В тот же миг азиат Мухтар, скользкий и увертливый, приблизился к нам и взял тетрадку, в которой я записывал Игорю песни и аккорды.
Он ткнул в страницу пальцем и залился песьим, как на луну, смехом:
— Ам! Ау-а-у-ау-ау-у-а-хах-хах! Слющ-щь, щто за хуйня! По нашему «ам» — это пизда. — Он уставился на меня. — Ти что, душара, когда эта «ам» на бюмажкэ написана, пизду играешь, да? Ау-у-а-хах-хах!
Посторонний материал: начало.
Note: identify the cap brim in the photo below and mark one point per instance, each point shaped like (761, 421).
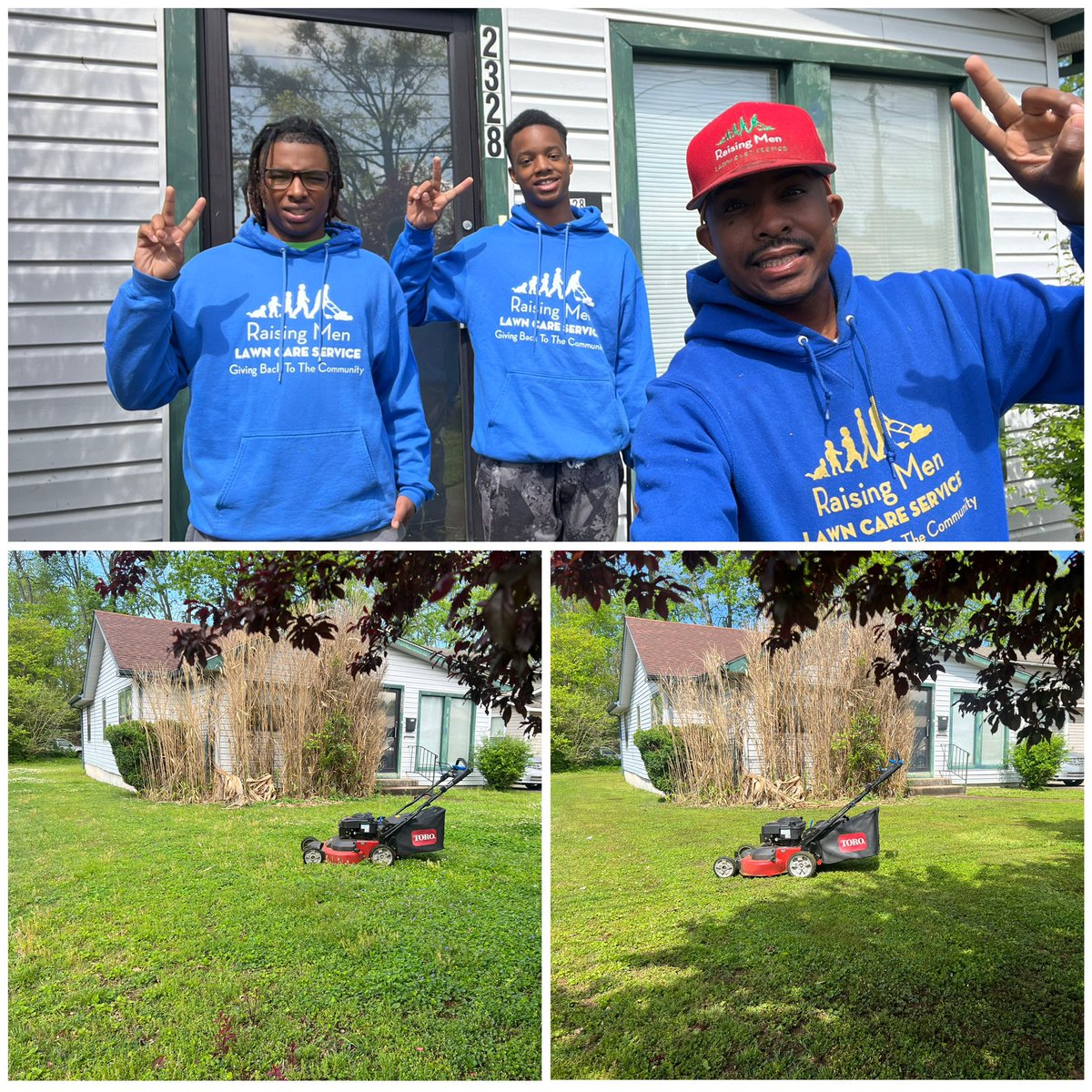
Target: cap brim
(823, 168)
— Ау-а-у-ау-ау-у!!! — отозвался визгливым подголоском второй азиат, а за ним: «Ках! Ках! Ках! Ках!» — заклекотали кавказцы.
Азиат бросил тетрадь на койку, и Шапчук с поклоном поднес ему стакан…
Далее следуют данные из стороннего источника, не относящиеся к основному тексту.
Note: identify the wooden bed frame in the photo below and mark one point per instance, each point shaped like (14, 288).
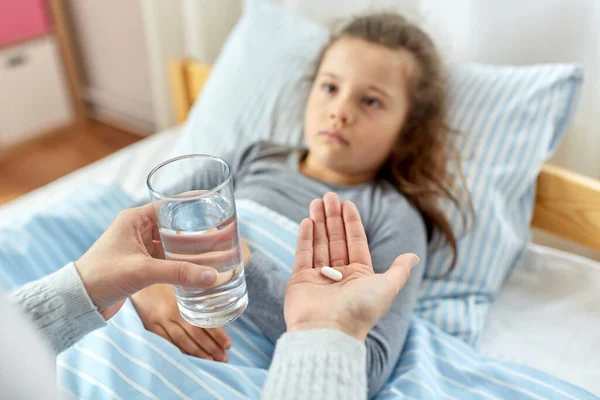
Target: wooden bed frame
(567, 204)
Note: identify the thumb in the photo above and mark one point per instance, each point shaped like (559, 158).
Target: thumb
(181, 273)
(399, 272)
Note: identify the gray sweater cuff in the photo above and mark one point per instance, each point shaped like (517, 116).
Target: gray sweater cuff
(60, 307)
(317, 364)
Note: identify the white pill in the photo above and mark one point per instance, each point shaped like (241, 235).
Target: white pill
(331, 273)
— Хырр, хырр, хырр, — шелестел рваным горлом Прищепин. За окном фиолетово полыхнула молния, ливень когтисто застучал по стеклам, и грохочущим железным колесом покатился гром.
— Да, да, да, — дико бормотал Прищепин, исступленно глядя в черное никуда стены, словно он вел с кем-то разговор и во всем соглашался. Он чуть покачивался, казалось, никого не замечая.
Это непонятное поддакивание Невидимому нагнетало в палате жуткое звенящее состояние надрыва и безумия. Я видел, что все тайно наблюдают за Прищепиным, ловят каждый звук, примеряют на себя его опьянение и сами погружаются в бездну жуткого хмеля.
— Да! Да! Да! — перешел на крик Прищепин. Снова зарокотали громы, молнии хлестнули по глазам.
Прищепин будто рванул со стола скатерть, отозвавшуюся тысячью битых тарелок:
— Да у вас, блядь, сука, на хуй, вообще, блядь, хуй знает что!!! Кто «дух», кто «дед», не поймешь! Это ж блядь, ебаный, никакого уважения!!! — голос его трубно окреп, и в нем заиграли будоражащие медные звоны. — Да вы, блядь, в моей роте вообще «дедами» бы не стали! «Дедушка» — это не полтора года службы, блядь! Не-ет!!! И опущенный два года служит! Это как, блядь, понимать?! Значит, пидар, блядь, тоже на дембель пойдет?! Так он — не «дедушка»!!! Или «дедушка»?! Скажи, блядь! Я спрашиваю! Да?! Или нет?! Хуя, блядь, он «дедушка»! Хуя!!! Он пидар, блядь! Вафел распроебаный, а не «дедушка»!!!